Ne olmuştu?
1996 yılında Diyarbakır E Tipi Cezaevi'nde, gardiyan ve askerlerin "cezaevi nakillerine karşı başlatılan isyanı bastırma" gerekçesiyle müdahalesi sonucu Erkan Hakan Perişan, Cemal Çam, Ahmet Çelik, Edip Dilekçi, Mehmet Nimet Çakmak, Rıdvan Bulut, Mehmet Kadri Gümüş, Kadri Demir, Mehmet Arslan ve Hakkı Tekin hayatını kaybetti; 24 kişi ise yaralandı.
Olayın ardından başlatılan soruşturma kapsamında açılan dava, 2007 yılında sonuçlandı. 62 sanık "kastın aşılması suretiyle birden fazla kişiyi öldürmek" ve "görevi kötüye kullanmak" suçlarından beşer yıl hapis ve üçer yıl kamu hizmetinden men cezasına çarptırıldı. Üç sanık beraat ederken, yedi sanık hakkındaki suçlamalar zaman aşımına uğradı. Dava sürecinde hiçbir sanık tutuklanmadı.
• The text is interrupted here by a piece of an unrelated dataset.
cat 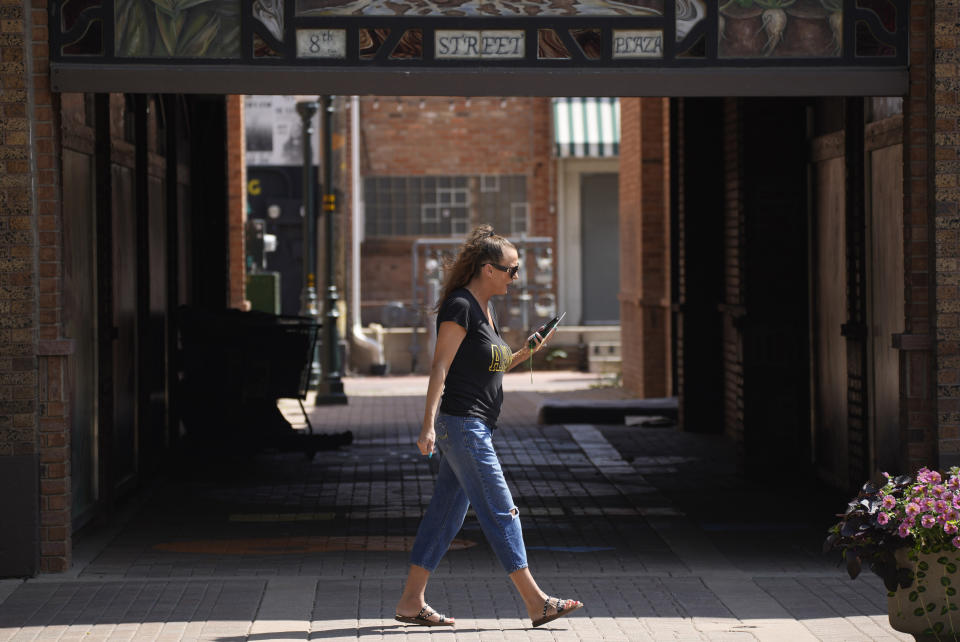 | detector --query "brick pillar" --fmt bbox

Yargıtay 1. Ceza Dairesi, eksik soruşturma yapıldığı gerekçesiyle 2007'de kararı bozarak dosyayı yerel mahkemeye geri gönderdi. Olaylarda ağır yaralanan ve daha sonra hayatını kaybeden Kadir Demir'in tedavi edilmeden başka bir cezaevine sevk edilmesi nedeniyle haklarında dava açılan 17 kamu görevlisinin dosyası da bu davayla birleştirildi ve sanık sayısı 89'a yükseldi. 2014 yılında yeniden görülen davada, Diyarbakır 3. Ağır Ceza Mahkemesi 62 sanığa beş yıl hapis cezası verirken, 20 sanık hakkında beraat kararı verdi; yedi sanık hakkındaki suçlamalar ise zaman aşımı nedeniyle düşürüldü.
AİHM kararı ve tazminat
Mağdur avukatları, davanın makul sürede sonuçlanmadığı gerekçesiyle Avrupa İnsan Hakları Mahkemesi'ne başvurdu. AİHM, Avrupa İnsan Hakları Sözleşmesi'nin yaşam hakkını güvence altına alan 2. maddesi ve işkence ile kötü muameleyi yasaklayan 3. maddesinin ihlal edildiğine hükmederek, Türkiye'yi 2010 yılında 798 bin euro tazminata mahkûm etti.